Little attention is paid to the vernacular or physicality of the period. Low-budget period pieces face the formidable challenge of making the time and place feel immediate “Radium” isn’t helped by the filmmakers’ habit of interspersing archival footage they can’t quite match with new digitally “aged” shots featuring their characters. However, as with “Call to Spy,” there’s a lack of texture and experiential quality to “Radium Girls.” Co-director Lydia Dean Pilcher again shows an eye for intriguing historical material (she also directed this year’s “A Call to Spy”). A romantic subplot is thrown in, with questionable necessity. Despite this dramatic license, the film lurches toward cliché, with surprise witnesses and evidence sprung on the other side in the courtroom. “Radium Girls”: Based on a true story, women working in a factory using radium in the 1920s fall ill their court battle would make history. Considering the company doctor’s humiliating diagnosis of Josephine’s sickness and the wealthy corporation’s resources, how can a group of impoverished legal novices prevail? Abby Quinn (“Little Women”) plays the other sister, Josephine, a star worker with enthusiasm for ancient Egypt and for her work - until she falls mysteriously ill as well. Her sister, Mary, has died before we meet the family, which does not suspect a lethal connection to her job. Joey King (“The Act”) plays Bessie, one of three sisters to work at the factory. Cover of book Radium girls with a greenish photo of women photo looks like it. When workers began to sicken and die in conspicuous numbers, a handful of the rest brought suit against the company, which had maintained that the substance was safe. They were even instructed to bring the brushes to a finer point by putting them between their lips. Workers, mostly women, were exposed to tremendous amounts of the radioactive material. The Radium Girls A New York Times, USA Today, Wall Street Journal, and Amazon Charts Bestseller For fans of Hidden Figures, comes the incredible true. (here, “American Radium”) thrived by selling glow-in-the-dark watches with numbers hand-painted with actual radium.

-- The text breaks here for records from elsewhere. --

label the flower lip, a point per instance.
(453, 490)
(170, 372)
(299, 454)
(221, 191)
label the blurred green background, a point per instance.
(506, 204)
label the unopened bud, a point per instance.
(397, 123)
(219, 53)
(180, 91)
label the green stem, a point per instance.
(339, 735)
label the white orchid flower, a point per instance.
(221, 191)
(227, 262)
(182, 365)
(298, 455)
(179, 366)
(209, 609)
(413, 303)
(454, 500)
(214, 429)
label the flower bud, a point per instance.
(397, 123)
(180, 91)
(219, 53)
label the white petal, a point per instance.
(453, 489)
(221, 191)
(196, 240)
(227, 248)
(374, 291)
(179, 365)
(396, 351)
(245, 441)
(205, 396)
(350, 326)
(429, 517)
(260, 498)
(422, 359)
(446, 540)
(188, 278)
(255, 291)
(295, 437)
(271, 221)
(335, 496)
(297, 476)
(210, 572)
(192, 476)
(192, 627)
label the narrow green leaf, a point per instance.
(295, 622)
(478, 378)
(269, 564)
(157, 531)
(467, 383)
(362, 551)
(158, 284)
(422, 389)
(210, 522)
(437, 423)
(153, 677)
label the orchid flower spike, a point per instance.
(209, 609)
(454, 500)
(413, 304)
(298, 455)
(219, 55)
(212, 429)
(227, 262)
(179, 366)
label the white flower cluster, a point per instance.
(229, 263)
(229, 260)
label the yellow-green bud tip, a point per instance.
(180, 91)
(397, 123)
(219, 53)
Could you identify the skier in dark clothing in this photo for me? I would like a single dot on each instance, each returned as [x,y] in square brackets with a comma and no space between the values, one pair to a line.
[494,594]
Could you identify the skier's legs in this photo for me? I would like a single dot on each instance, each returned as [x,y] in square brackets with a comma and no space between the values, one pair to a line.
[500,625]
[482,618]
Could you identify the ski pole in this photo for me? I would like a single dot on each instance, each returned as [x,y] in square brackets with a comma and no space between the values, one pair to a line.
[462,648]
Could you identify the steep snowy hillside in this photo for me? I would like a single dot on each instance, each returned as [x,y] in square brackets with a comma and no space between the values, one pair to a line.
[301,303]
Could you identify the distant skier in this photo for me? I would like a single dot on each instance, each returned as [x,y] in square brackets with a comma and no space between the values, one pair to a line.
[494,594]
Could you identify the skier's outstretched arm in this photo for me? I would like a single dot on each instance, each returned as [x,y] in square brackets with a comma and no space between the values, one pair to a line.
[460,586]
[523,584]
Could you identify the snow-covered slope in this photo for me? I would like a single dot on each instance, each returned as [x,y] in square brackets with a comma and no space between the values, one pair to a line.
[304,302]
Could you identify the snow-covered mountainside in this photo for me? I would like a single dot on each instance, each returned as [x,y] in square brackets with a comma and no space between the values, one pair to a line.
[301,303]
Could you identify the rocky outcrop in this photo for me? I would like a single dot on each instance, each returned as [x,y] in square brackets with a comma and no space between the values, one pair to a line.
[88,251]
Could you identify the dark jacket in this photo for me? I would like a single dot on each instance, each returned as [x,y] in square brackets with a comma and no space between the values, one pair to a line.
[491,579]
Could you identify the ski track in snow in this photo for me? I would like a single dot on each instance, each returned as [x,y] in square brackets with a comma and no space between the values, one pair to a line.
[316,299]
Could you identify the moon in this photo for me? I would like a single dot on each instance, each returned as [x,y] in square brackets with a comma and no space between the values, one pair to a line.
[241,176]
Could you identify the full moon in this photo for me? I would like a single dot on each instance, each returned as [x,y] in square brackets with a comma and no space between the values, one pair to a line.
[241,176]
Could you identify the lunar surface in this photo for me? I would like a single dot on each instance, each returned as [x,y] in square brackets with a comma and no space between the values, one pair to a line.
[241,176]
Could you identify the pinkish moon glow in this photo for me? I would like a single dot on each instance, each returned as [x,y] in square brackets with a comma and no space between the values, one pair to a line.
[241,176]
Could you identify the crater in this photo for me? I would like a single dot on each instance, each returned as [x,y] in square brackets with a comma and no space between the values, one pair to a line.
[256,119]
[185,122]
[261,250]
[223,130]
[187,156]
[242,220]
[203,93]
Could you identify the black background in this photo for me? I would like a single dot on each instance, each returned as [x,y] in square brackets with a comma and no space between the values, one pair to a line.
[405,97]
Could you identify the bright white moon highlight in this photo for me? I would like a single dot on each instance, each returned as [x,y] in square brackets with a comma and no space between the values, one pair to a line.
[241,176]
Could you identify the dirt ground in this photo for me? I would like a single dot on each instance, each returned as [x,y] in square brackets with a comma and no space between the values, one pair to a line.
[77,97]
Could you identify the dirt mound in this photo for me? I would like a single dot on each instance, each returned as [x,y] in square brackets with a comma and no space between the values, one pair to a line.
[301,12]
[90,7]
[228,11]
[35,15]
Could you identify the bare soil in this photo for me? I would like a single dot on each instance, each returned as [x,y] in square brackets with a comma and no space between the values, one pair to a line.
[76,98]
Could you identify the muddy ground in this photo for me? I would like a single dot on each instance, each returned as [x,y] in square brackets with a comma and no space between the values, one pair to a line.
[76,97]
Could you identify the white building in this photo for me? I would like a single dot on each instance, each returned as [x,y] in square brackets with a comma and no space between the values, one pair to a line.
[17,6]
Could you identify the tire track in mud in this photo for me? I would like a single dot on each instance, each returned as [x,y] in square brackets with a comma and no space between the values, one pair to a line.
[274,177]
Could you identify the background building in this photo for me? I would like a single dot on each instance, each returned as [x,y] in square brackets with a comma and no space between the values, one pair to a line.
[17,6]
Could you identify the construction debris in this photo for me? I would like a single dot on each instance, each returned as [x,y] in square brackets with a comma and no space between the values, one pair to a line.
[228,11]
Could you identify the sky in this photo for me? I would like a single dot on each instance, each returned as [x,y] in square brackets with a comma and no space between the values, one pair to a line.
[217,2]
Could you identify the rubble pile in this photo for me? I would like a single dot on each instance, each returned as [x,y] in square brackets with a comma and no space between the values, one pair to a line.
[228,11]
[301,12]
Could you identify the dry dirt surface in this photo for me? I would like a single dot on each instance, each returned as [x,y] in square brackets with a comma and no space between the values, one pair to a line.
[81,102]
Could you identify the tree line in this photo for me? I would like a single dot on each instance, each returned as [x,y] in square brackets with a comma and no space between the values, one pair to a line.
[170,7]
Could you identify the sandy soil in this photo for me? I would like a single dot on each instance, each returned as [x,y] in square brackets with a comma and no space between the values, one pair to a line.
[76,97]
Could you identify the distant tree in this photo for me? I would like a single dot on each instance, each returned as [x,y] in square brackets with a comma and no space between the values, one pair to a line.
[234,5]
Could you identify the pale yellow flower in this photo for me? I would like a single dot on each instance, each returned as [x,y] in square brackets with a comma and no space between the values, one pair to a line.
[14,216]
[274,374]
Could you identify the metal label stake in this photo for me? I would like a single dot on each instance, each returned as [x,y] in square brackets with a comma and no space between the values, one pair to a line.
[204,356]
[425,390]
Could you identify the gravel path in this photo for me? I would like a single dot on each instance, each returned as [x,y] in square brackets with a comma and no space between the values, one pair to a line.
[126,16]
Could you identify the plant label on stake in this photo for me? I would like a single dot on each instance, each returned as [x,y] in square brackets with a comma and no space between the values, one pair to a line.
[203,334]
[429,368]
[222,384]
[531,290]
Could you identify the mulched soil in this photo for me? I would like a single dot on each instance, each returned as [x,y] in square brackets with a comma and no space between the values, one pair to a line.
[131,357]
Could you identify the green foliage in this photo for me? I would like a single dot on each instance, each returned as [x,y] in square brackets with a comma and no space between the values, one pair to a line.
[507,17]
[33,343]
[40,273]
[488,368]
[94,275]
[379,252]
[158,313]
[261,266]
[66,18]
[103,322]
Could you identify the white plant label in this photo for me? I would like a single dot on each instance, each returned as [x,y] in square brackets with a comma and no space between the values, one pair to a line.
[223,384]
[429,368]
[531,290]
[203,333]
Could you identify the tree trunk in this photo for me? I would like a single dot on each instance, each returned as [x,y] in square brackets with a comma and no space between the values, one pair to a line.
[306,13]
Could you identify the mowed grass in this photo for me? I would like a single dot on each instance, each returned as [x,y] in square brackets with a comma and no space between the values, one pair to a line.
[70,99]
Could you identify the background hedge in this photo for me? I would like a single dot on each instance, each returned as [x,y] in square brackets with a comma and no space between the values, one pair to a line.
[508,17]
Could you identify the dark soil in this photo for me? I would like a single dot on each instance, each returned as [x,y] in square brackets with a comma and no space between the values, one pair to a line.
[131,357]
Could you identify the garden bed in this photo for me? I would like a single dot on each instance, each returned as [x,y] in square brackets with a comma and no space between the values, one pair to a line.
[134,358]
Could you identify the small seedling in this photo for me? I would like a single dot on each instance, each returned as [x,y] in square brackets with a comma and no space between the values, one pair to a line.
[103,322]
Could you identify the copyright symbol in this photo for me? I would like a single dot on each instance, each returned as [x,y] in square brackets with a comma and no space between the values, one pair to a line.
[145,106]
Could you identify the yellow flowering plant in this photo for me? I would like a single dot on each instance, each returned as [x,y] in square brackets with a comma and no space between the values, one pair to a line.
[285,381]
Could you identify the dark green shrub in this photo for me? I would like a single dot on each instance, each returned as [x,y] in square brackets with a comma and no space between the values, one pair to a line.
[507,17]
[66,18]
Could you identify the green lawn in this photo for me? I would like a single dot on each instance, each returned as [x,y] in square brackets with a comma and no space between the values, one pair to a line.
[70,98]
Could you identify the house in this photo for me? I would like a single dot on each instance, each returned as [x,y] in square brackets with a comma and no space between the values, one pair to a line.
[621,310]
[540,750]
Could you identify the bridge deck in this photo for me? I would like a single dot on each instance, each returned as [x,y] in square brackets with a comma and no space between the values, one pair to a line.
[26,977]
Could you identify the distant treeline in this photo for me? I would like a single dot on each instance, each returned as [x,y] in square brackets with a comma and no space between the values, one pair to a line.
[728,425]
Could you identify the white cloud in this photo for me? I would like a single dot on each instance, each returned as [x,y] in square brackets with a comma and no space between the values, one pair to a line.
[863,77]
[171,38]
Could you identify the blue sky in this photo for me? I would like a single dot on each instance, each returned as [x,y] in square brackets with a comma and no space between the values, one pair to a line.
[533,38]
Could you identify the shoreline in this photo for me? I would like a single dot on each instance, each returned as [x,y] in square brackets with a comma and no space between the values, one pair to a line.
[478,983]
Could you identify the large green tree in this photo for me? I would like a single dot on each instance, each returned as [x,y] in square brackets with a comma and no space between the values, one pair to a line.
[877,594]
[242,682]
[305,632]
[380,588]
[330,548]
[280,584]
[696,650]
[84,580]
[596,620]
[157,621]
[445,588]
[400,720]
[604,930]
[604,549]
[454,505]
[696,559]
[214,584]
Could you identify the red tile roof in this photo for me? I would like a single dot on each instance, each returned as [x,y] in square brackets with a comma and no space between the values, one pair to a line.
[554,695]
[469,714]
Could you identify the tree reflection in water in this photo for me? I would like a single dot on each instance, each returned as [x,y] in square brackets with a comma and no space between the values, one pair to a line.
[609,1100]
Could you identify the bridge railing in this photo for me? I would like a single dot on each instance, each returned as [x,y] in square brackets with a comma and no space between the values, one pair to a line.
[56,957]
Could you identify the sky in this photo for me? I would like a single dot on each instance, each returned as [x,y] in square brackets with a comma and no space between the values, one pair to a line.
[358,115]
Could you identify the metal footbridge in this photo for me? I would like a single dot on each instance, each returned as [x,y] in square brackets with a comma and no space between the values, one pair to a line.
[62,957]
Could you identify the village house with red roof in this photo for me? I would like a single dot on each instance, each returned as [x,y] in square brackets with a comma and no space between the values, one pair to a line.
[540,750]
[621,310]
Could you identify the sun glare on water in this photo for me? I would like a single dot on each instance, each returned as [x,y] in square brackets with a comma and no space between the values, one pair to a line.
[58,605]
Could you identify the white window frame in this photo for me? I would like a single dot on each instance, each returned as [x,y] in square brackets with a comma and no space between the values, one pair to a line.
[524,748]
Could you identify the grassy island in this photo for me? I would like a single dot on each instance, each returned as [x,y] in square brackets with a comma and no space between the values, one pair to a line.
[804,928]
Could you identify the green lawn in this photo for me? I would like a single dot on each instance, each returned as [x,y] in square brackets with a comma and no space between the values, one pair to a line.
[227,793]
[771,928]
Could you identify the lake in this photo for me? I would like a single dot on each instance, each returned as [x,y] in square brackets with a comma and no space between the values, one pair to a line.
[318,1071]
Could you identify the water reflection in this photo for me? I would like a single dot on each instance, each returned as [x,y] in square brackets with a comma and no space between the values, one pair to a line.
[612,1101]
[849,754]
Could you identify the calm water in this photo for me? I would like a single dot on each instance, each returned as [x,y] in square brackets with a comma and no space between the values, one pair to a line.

The case had a lasting impact on workplace protections, though possibly not as enduring as the effect the radiation the women were exposed to would have on their bodies.įrom the 1910s through the ’20s, the United States Radium Corp. Though the title may sound like science fiction or some rock-and-roll romp, “Radium Girls” gets its name from the plaintiffs in a real court case about an American tragedy during the Progressive Era.